Hardest hit would be the New York City Health and Hospitals Corp., which would lose $195 million of Medicaid GME funds annually and could then also lose $195 million of matching state funds.
"It is clear that potential end to Medicaid GME represents a serious threat to the finances of New York City hospitals and especially to HHC, and could lead to major reductions in patient care and employment at hospitals throughout the city," the report said.
The elimination was one of seven rules changes made to the Medicaid program since last year by the Centers for Medicare and Medicaid, which is part of the U.S. Department of Health and Human Services. Congress imposed a year-long moratorium on four of those changes last year. The moratorium on the GME funding expires on May 25.
The House of Representatives passed the "Protecting the Medicaid Safety Net Act of 2008" last month which would extend the existing moratorium and cover all seven rule changes through March 2009. A spokesman for Senate Majority leader Harry Reid, D-Nev., said in an e-mail that the Senate could take up the bill next week.
According to the IBO, the cuts would hit New York harder than other states because New York, with its many teaching hospitals, receives more than 40% of all Medicaid GME funding, totalling $1.36 billion in 2006. About 15% of the nation's 107,000 medical residents are in New York, the report said.
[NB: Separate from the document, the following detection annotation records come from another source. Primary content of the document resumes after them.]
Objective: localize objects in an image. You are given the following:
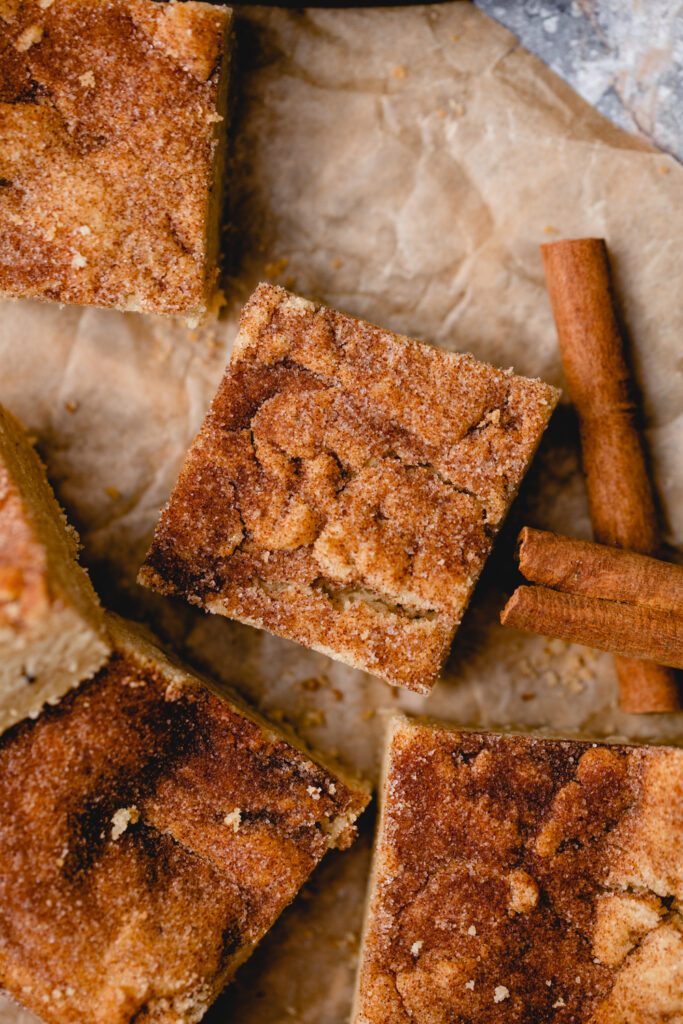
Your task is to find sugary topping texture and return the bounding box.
[0,0,230,313]
[140,285,557,692]
[353,719,683,1024]
[0,634,368,1024]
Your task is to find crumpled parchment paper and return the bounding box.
[0,3,683,1024]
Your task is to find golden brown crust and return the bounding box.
[140,285,557,692]
[353,719,683,1024]
[0,614,368,1024]
[0,407,111,732]
[0,0,230,315]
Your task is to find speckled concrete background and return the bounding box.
[474,0,683,160]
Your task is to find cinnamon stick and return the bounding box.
[517,526,683,615]
[501,587,683,669]
[541,239,680,712]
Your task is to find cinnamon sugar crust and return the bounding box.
[0,621,369,1024]
[352,718,683,1024]
[139,285,558,693]
[0,0,231,319]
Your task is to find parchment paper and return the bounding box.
[0,3,683,1024]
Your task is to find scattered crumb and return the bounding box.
[112,804,140,840]
[223,807,242,831]
[14,25,43,53]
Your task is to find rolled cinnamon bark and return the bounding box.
[541,239,680,713]
[517,526,683,615]
[501,587,683,669]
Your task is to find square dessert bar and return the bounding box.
[352,718,683,1024]
[0,0,231,321]
[139,285,558,693]
[0,620,369,1024]
[0,406,110,733]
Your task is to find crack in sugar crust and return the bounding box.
[354,722,683,1024]
[0,651,367,1024]
[0,0,227,313]
[140,286,556,692]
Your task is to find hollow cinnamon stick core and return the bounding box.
[501,587,683,675]
[517,526,683,615]
[541,239,678,712]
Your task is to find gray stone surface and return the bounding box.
[474,0,683,160]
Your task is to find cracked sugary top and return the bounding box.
[353,719,683,1024]
[140,285,558,692]
[0,0,230,314]
[0,624,368,1024]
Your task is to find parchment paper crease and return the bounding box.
[0,3,683,1024]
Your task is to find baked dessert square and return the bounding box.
[138,285,558,693]
[0,406,110,732]
[0,0,231,323]
[352,718,683,1024]
[0,620,369,1024]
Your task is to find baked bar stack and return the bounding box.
[0,0,231,322]
[0,618,369,1024]
[352,718,683,1024]
[139,285,558,693]
[0,406,110,732]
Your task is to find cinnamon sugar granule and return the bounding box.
[112,805,140,842]
[139,285,557,693]
[351,717,683,1024]
[223,807,242,831]
[0,618,369,1024]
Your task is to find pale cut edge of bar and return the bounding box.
[0,407,111,733]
Medicaid GME funding makes up 7.5% of overall HHC revenues, according to the report.
If allowed to take effect, the GME change could cost New York $600 million, according the state enacted budget report for fiscal 2009. According to the budget report, the state would have to make up for the lost non-Federal share.
Spokesmen from the IBO and the state division of budget disagreed on whether or not the state would be obligated to make those payments. Another proposed rule change to the upper payment limit on certain medical services could cost HHC an additional $350 million, according to the budget report.
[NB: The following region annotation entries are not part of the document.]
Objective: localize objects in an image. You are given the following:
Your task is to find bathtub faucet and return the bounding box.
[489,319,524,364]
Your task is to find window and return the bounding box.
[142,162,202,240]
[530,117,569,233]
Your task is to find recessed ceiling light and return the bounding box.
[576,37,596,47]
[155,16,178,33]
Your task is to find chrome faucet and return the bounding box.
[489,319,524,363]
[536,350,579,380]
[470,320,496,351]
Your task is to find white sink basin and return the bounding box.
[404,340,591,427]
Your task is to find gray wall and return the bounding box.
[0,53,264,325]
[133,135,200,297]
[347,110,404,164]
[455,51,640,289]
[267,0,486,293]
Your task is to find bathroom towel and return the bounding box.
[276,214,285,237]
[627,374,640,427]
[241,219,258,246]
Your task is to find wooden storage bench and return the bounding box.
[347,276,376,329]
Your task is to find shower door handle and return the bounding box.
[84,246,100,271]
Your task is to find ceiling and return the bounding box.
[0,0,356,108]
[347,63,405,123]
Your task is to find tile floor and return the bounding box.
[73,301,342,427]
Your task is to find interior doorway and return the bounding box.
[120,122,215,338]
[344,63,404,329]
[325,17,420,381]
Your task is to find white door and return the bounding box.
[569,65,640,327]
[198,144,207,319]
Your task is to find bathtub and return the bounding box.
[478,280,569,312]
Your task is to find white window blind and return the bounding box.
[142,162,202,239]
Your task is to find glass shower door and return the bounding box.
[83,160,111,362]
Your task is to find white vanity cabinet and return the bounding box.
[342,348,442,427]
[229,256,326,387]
Jeff Schaub, a senior director at Fitch Ratings, said that while there was no upside for the state's hospitals facing potential Medicaid cuts, the hospitals have had time to look for savings if necessary. It's too early to tell what, if any, ratings impact the potential Medicaid cuts could have, Schaub said.
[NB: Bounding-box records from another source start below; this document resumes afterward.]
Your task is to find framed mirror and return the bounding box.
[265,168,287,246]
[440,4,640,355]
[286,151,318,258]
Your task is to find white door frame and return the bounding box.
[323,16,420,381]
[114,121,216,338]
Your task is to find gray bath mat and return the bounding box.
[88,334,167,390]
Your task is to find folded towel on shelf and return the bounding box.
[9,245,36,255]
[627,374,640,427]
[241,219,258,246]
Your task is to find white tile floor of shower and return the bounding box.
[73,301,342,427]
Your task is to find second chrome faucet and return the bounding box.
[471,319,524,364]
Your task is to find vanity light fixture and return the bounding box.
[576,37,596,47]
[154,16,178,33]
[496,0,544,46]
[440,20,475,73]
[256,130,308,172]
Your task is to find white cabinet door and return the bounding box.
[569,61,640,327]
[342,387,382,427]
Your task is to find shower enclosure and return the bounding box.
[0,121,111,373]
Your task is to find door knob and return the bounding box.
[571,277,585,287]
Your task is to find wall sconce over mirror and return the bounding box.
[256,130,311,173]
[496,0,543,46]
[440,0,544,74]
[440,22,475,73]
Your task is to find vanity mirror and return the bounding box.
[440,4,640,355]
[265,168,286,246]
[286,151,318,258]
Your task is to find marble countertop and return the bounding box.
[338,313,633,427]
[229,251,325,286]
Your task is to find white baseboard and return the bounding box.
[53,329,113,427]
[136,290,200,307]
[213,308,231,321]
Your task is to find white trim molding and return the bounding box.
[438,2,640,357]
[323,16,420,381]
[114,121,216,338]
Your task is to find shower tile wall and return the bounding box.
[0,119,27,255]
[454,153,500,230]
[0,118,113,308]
"We're waiting to see where the Senate ends up with the deferral of those Medicaid cuts," he said "If they're enacted as they're currently scheduled to be enacted there's going to be some revenue reductions in New York state in particular the Medicaid funding for teaching programs will cause some fiscal distress."
Fitch rates 11 hospitals in the state. The hospital system Fitch would watch most closelyif the cuts are implemented is HHC, he said.
The HHC has sold $1.07 billion of bonds since 1999, according to Thomson Reuters data.
HHC president Alan Aviles said in a statement that the cuts would be devastating to its mission to train residents and serve the uninsured.
"We are hopeful that our advocacy efforts, fully supported by New York's Congressional delegation, will persuade Congress to stop these impending disastrous cuts," Aviles said.
The HHC trained more than 2500 residents last year and served more than 400,000 uninsured patients, Aviles said.
Mary Kahn, spokeswoman for Centers for Medicare & Medicaid Services, said that the agency believed the proposed rule changes were in the best fiscal interest of the Medicaid program.